Впервые за долгое время она тоже улыбнулась — светло, свободно, как умела раньше.
И в этот момент раздался крик.
Из каморки Никодима.
Глафира бросилась туда, на бегу молясь: «Господи, только не сейчас». Вбежала — старик лежал на спине, лицо белое, глаза широко открыты, губы синие. Он пытался сказать что-то, но из груди вырывался только хрип.
— Никодим! — Она упала на колени, схватила его за руку. — Никодим, что с тобой?
— Фрол… — выдохнул он. — Фрол… не дай… Колю…
Она не поняла, что он хотел сказать. Рука старика дрогнула, потом обмякла. Глаза, некогда синие, потускнели и остановились. Он умер — тихо, почти без боли, как догорает свеча, когда в комнате становится светло.
Глафира не закричала. Она опустила голову на край кровати и заплакала — молча, беззвучно, так, чтобы никто не слышал.

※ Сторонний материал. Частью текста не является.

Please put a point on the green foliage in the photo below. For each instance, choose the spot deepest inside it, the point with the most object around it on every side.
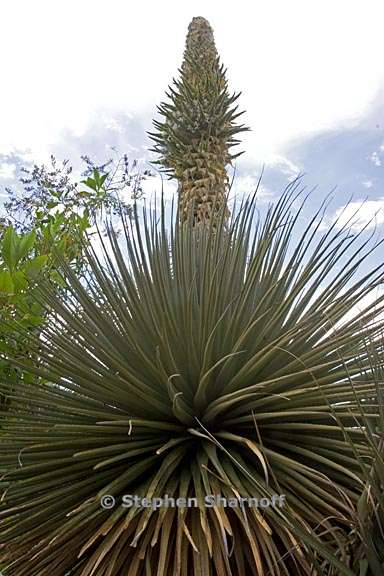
(189, 363)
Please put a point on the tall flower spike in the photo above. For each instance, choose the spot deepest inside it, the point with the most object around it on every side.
(199, 129)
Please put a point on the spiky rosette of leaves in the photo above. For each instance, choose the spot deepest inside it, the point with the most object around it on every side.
(191, 364)
(199, 128)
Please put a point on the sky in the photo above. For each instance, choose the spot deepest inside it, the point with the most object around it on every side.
(80, 77)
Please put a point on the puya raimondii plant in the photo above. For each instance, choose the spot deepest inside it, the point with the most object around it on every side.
(198, 130)
(188, 364)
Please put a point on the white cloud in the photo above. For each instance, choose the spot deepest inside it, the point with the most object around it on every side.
(375, 158)
(246, 184)
(58, 72)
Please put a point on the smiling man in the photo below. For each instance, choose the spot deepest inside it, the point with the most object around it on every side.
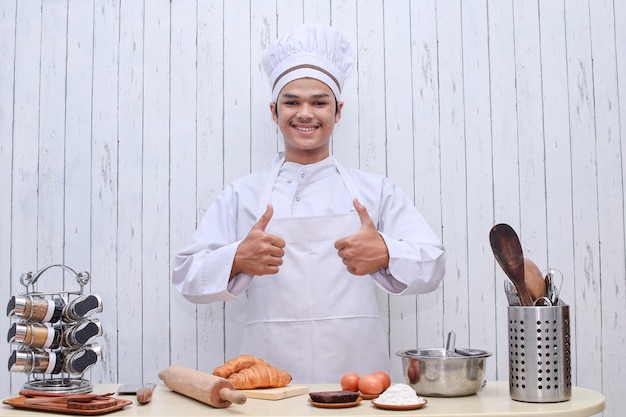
(309, 241)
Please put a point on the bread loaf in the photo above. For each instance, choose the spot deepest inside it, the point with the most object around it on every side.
(260, 375)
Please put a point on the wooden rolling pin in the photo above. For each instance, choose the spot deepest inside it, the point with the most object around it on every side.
(209, 389)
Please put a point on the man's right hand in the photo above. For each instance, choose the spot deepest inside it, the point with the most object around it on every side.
(259, 253)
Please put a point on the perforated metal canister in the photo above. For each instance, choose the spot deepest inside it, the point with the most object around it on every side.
(539, 353)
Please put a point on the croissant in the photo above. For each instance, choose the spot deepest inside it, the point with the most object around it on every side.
(236, 364)
(260, 376)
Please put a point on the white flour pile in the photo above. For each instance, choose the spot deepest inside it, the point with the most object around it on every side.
(399, 394)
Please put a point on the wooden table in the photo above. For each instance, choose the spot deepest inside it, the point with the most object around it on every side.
(493, 400)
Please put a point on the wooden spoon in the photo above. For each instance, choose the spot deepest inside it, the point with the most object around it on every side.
(507, 250)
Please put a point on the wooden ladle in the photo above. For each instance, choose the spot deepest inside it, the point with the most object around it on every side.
(507, 250)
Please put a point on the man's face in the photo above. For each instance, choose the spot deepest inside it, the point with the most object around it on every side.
(306, 114)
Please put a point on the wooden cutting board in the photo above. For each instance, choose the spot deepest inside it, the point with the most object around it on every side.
(276, 393)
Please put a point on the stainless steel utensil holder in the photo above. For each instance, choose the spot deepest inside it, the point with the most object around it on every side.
(64, 381)
(539, 353)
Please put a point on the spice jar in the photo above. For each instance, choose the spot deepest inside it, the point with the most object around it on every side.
(36, 361)
(82, 333)
(36, 308)
(52, 362)
(82, 307)
(35, 335)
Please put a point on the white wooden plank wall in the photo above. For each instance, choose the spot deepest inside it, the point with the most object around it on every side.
(120, 121)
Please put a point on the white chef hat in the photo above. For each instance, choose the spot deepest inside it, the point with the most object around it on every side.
(310, 51)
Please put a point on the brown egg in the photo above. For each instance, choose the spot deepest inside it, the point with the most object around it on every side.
(350, 381)
(370, 385)
(534, 281)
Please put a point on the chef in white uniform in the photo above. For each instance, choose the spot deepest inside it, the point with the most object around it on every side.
(308, 240)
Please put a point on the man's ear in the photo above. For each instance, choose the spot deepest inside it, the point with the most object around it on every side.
(338, 112)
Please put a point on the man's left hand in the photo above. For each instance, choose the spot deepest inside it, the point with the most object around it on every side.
(365, 251)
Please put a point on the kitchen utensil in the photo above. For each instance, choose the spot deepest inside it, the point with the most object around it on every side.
(511, 296)
(209, 389)
(451, 342)
(431, 373)
(539, 353)
(552, 290)
(276, 393)
(534, 280)
(507, 250)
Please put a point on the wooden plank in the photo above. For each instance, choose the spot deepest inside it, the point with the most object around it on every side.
(10, 284)
(104, 180)
(156, 257)
(426, 155)
(183, 180)
(238, 145)
(481, 291)
(453, 167)
(504, 155)
(401, 311)
(530, 130)
(611, 200)
(78, 144)
(51, 156)
(25, 147)
(582, 290)
(130, 226)
(210, 169)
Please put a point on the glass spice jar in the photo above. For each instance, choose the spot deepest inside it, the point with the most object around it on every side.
(36, 308)
(35, 335)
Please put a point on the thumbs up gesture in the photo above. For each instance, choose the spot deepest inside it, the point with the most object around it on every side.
(365, 251)
(259, 253)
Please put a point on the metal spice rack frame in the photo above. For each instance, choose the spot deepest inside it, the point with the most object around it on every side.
(63, 382)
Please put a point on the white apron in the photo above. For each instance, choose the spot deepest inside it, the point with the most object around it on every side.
(313, 318)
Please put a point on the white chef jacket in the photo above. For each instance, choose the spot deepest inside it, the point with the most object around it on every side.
(316, 202)
(416, 255)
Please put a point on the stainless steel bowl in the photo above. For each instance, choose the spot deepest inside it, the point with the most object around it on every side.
(433, 374)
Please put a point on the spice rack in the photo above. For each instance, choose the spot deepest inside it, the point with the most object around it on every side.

Сзади в дверях появился Фрол. Посмотрел, перекрестился и сказал:
— Отмучился. Царствие небесное.
Он помог Глафире встать, увести Колю в другую комнату, сам занялся телом — обмыл, переодел, положил на лавку, зажег свечи. Всё делал молча, споро, как привык за свою беспокойную жизнь. И в этом его молчании Глафира вдруг почувствовала нечто неожиданное: благодарность. Он мог бы уйти, бросить её с покойником одну. Не ушёл. Остался.
На похороны собралось полсела. Никодима Храмова знали все — как мельника, как хозяина крепкого, как человека тяжёлого, но справедливого. Старухи плакали, мужики стояли с непокрытыми головами, ветер трепал их волосы.

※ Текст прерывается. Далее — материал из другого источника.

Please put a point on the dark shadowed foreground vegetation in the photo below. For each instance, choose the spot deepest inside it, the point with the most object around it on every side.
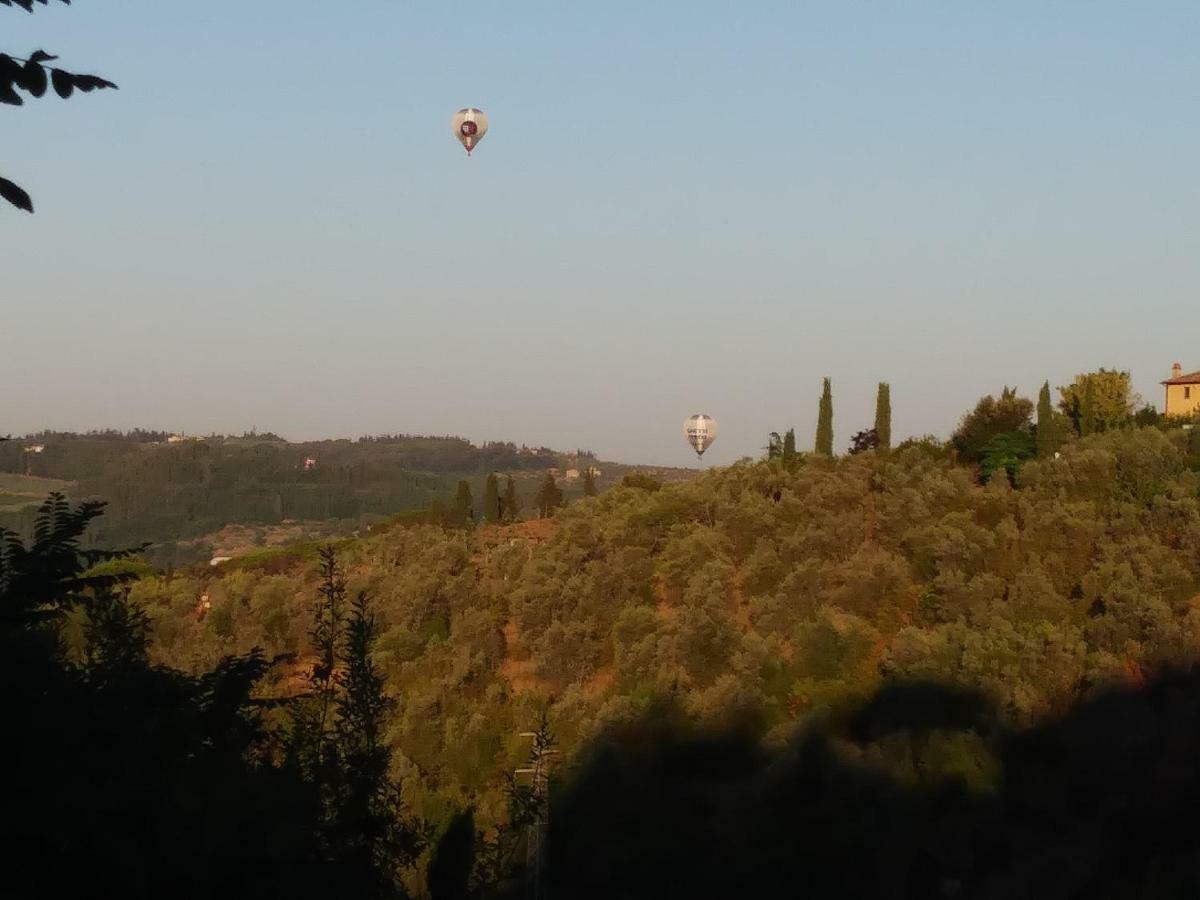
(851, 677)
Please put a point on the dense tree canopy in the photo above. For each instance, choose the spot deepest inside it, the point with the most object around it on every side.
(21, 77)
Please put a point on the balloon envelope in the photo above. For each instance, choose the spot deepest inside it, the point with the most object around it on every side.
(469, 126)
(700, 431)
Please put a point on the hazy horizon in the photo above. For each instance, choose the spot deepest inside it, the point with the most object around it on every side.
(676, 209)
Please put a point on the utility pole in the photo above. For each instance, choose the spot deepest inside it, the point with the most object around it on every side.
(539, 772)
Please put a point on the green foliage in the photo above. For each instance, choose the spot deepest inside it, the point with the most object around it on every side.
(511, 503)
(172, 493)
(990, 418)
(492, 509)
(789, 451)
(1006, 453)
(641, 481)
(753, 588)
(462, 514)
(550, 497)
(883, 418)
(823, 444)
(1051, 427)
(864, 441)
(1098, 401)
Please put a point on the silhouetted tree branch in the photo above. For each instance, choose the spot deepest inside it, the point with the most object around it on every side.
(34, 77)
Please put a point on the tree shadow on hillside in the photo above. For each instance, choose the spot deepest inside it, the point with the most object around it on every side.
(888, 802)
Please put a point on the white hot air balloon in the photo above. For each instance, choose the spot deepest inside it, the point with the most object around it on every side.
(469, 126)
(700, 431)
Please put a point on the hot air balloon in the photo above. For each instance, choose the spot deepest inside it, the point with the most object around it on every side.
(700, 431)
(469, 126)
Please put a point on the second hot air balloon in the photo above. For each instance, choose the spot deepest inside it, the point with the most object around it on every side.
(700, 431)
(469, 126)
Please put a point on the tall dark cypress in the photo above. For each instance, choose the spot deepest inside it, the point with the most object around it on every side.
(510, 501)
(1087, 408)
(463, 504)
(825, 421)
(492, 510)
(883, 418)
(1048, 427)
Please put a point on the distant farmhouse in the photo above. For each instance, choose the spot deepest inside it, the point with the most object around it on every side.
(1182, 393)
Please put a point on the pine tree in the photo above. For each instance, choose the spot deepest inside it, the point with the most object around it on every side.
(883, 418)
(825, 421)
(510, 501)
(492, 510)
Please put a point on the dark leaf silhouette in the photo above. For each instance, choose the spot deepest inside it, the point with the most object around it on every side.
(15, 196)
(63, 82)
(28, 5)
(34, 78)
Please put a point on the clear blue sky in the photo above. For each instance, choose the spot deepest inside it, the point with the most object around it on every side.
(679, 208)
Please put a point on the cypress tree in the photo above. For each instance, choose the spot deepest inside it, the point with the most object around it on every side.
(462, 504)
(790, 447)
(549, 497)
(883, 418)
(492, 511)
(511, 502)
(1049, 439)
(1087, 409)
(825, 421)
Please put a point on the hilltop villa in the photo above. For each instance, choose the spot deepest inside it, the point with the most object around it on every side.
(1182, 393)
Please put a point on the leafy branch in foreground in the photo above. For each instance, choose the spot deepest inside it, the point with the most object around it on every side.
(31, 76)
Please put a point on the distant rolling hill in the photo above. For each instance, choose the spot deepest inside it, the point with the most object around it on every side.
(181, 495)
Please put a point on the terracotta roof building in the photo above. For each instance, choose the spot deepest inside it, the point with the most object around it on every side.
(1182, 391)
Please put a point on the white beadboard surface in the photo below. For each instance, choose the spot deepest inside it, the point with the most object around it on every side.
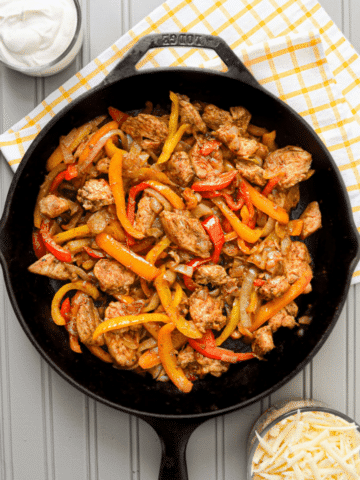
(51, 431)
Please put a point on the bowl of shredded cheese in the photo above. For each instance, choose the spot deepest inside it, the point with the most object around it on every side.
(303, 439)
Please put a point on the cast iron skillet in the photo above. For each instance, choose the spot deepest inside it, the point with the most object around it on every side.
(335, 250)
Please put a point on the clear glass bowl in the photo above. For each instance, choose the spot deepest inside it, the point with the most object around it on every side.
(63, 60)
(279, 412)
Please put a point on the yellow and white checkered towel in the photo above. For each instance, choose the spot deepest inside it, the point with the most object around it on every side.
(292, 47)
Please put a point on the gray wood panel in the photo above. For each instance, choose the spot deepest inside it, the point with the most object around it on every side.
(49, 430)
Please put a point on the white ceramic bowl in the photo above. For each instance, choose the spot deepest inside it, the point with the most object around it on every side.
(63, 60)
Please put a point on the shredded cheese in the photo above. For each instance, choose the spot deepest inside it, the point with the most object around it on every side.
(315, 445)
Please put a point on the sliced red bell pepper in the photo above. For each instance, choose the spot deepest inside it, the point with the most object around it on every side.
(117, 115)
(94, 253)
(68, 174)
(207, 347)
(209, 147)
(216, 183)
(213, 228)
(38, 244)
(196, 262)
(59, 252)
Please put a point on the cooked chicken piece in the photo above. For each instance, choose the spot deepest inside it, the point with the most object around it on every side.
(102, 166)
(51, 267)
(274, 287)
(186, 232)
(311, 217)
(95, 194)
(241, 118)
(148, 209)
(147, 126)
(87, 319)
(202, 166)
(214, 274)
(118, 347)
(52, 206)
(242, 146)
(282, 319)
(293, 161)
(286, 199)
(215, 117)
(268, 257)
(263, 341)
(99, 220)
(113, 277)
(297, 261)
(239, 268)
(209, 365)
(179, 169)
(252, 172)
(189, 114)
(206, 311)
(120, 309)
(123, 343)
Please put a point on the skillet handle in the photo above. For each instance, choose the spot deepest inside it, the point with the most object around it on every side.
(174, 435)
(127, 66)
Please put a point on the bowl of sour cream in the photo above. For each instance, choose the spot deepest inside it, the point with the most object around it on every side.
(39, 37)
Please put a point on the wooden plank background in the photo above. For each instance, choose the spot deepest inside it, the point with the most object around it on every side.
(49, 430)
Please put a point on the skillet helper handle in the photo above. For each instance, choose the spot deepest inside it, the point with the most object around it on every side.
(174, 436)
(127, 66)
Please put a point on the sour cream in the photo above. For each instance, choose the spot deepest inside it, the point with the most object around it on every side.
(34, 33)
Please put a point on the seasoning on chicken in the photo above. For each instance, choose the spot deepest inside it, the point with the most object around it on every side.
(144, 125)
(311, 217)
(293, 162)
(189, 249)
(179, 169)
(95, 194)
(49, 266)
(52, 206)
(215, 117)
(231, 136)
(186, 232)
(206, 311)
(113, 277)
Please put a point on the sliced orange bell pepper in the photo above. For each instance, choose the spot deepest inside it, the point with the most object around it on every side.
(95, 138)
(126, 257)
(248, 234)
(76, 232)
(271, 308)
(116, 185)
(168, 360)
(231, 324)
(168, 193)
(170, 144)
(266, 205)
(55, 304)
(185, 327)
(128, 321)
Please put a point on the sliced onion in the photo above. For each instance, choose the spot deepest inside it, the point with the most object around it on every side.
(201, 210)
(245, 293)
(165, 203)
(96, 149)
(147, 344)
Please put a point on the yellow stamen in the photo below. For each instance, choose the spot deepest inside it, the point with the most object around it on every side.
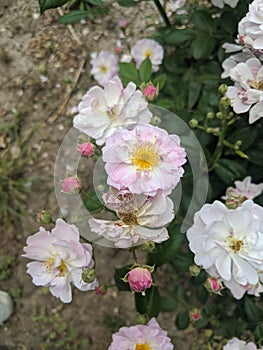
(145, 157)
(142, 347)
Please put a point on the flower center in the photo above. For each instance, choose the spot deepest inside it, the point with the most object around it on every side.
(256, 84)
(142, 347)
(128, 218)
(145, 157)
(56, 266)
(148, 54)
(236, 245)
(112, 113)
(103, 69)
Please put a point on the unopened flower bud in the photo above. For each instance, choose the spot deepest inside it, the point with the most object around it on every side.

Глафира держала Колю на руках, а Фрол стоял рядом — муж, опора, глава семьи. Никто не знал правды. Никто не догадывался, что этот высокий угрюмый мужик делил постель с женщиной, которую его отец… Или всё же знали? Шёпот в толпе: «Гляди, Фролка-то вернулся, а Глашка с ним… А ребёнок-то от кого?
Глаза — хромовские, это видать…»
Глафира смотрела на гроб, на сухие, сложенные на груди руки, на лицо, которое теперь казалось спокойным и даже молодым. И вспоминала — ту ночь, когда он впервые пришёл к ней. Испуг, боль, потом — удивление, потом — тепло. Её жизнь разделилась на «до» и «после». И теперь, когда его не стало, она не знала, как жить дальше.

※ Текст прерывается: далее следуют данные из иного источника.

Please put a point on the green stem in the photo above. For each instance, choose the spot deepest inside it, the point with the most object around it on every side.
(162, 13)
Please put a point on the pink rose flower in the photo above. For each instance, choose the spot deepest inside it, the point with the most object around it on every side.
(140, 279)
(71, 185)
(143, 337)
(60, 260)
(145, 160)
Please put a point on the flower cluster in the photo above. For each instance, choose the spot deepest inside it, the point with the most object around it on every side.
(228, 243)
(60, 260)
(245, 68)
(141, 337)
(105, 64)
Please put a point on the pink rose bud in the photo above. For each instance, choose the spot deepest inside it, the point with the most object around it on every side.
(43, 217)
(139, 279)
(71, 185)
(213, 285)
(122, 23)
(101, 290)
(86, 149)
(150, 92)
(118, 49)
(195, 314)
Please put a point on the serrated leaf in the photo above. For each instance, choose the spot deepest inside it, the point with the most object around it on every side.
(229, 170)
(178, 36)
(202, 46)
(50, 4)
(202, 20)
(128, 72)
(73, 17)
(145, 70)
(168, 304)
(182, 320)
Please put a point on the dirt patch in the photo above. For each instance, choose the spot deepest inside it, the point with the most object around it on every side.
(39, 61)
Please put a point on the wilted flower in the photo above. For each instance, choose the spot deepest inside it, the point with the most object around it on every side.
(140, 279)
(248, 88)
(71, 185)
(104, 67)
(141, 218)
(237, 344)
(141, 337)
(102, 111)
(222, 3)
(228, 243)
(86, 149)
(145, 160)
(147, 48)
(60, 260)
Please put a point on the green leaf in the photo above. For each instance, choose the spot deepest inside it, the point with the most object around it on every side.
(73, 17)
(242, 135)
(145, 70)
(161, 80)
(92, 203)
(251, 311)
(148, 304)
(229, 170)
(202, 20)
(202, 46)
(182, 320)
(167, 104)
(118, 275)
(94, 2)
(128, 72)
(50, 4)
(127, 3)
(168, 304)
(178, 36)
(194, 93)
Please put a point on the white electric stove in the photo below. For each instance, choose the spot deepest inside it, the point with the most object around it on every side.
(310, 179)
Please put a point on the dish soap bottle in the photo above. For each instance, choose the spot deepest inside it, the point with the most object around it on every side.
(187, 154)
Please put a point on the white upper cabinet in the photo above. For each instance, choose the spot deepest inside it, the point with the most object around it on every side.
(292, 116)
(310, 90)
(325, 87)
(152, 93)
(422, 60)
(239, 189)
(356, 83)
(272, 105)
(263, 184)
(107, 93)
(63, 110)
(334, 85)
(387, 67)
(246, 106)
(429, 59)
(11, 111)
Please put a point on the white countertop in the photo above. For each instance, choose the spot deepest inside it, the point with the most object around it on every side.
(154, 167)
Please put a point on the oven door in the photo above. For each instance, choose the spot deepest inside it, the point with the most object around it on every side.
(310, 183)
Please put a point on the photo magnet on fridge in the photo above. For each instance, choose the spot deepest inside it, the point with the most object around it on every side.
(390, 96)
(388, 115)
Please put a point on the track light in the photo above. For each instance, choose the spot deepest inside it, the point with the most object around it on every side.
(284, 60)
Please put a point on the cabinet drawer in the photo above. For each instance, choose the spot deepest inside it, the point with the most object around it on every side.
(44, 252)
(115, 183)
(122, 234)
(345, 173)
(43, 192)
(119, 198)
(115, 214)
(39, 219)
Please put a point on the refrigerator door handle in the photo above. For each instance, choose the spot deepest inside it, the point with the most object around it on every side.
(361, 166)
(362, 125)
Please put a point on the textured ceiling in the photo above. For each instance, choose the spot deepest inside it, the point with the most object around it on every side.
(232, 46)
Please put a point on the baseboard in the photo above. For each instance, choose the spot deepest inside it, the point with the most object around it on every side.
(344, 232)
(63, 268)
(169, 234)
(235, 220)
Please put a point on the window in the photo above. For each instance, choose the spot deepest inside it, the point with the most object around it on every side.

— Мама, деда? — спросил Коля, показывая пальцем на гроб. Он уже говорил отдельные слова.
— Деда ушёл, — ответила Глафира, не в силах объяснить больше. — К ангелам.
Фрол молчал всю дорогу от кладбища до дома. Только когда они остались одни в избе — пустой, осиротевшей, — спросил:
— Ты любила его?
Глафира не ответила.
— Я знаю, — сказал он. — Я всё знаю. И не осуждаю. — Он помолчал, потом добавил тихо: — Может, если б я не сбежал, ничего б этого не было.
А может, и было б. Не знаю.
— Что теперь будет? — спросила Глафира, глядя на него.
— Жить будем, — ответил Фрол. — Колю растить. Хозяйство поднимать. И ты... ты меня прости, Глаша
. За всё прости.
Она не простила. Не могла. Но кивнула — потому что сил на войну больше не осталось.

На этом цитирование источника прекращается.